Los discursos literarios, históricos o educativos de Balaguer, que se cuentan por


decenas, no pueden compararse con su oratoria política. Todo el fuego de su pasión,
toda la energía de su intelecto se dirigen a un punto determinado para alcanzar una
meta, que es lo que ocurre en La marcha hacia el Capitolio (1973); o para defender a
veces lo imposible: recuérdese la triste pieza, repetida una y otra vez hasta el cansancio,
que constituye el panegírico leído en el sepelio de Trujillo, a quien conoció como nadie
por haberle servido durante treinta años, y de quien dejó, en La palabra encadenada
(1975), uno de los más certeros retratos del dictador que colaborador alguno haya
escrito. Cuando Balaguer perdió la visión a causa del glaucoma, era todo un espectáculo
verlo y oírlo hablar por televisión durante horas, seguro y resuelto, diciendo de memoria
sus discursos, con fechas y cifras exactas, sin un solo error.

Balaguer es, pues, un memorioso consumado, un escritor que ha registrado con


paciencia de orfebre una extensa gama de temas y situaciones enraizados en la realidad
histórica del país. Ha escrito libros controversiales, como La isla al revés (1983),
reformulación de una vieja tesis suya muy atacada por esa parte de la intelectualidad
dominicana que propugna por un respeto a los derechos de nuestros vecinos haitianos.
Algunos libros ponen de manifiesto su vena narrativa (Los carpinteros, 1984); otros
constituyen, pese a lo extensos, un resumen apresurado y justificatorio de su trayectoria,
como sus Memorias de un cortesano de la 'Era de Trujillo' (1988), posiblemente uno de
los más polémicos, con su ominosa página en blanco que pone el dedo sobre una llaga
todavía abierta.

En 1990, Joaquín Balaguer obtuvo, junto a Juan Bosch, el Premio Nacional de


Literatura. Era la culminación de un proceso, un momento largamente esperado, si no de
gloria, por lo menos de reivindicación personal. En el poder o en la oposición, nunca ha
dejado de escribir. Tiene esa constancia inigualable que es otro de sus grandes méritos
indiscutibles. Después de aquel premio, ha seguido publicando obras cuyas deficiencias
tipográficas delatan su ceguera, su imposibilidad de revisar y corregir él mismo las
pruebas de imprenta. Se ha adentrado en los grandes temas de todos los tiempos; los
tópicos más entrañables de la cultura grecolatina, es decir, los pueblos que admira y
reverencia: España infinita (1997), Grecia eterna (1999) y La raza inglesa (2000).
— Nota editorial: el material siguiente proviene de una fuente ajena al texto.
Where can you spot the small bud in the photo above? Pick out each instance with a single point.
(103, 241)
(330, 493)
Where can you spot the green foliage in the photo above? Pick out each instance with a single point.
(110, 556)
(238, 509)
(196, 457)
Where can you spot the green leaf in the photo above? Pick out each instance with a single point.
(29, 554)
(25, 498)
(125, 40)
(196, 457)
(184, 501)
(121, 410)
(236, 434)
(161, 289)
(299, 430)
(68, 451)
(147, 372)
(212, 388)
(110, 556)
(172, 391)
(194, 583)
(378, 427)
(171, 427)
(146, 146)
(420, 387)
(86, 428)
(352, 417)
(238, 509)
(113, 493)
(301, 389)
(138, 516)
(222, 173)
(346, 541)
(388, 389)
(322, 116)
La lectura de las obras de Joaquín Balaguer, al margen de cualquier consideración


política, constituye una de las experiencias más aleccionadoras que podamos imaginar
para un escritor dominicano contemporáneo. Ética, conciencia, responsabilidad histórica
y vocación literaria confluyen en su obra como en un río embravecido, para enseñarnos
el camino que podemos transitar y las asechanzas del poder que tenemos que eludir.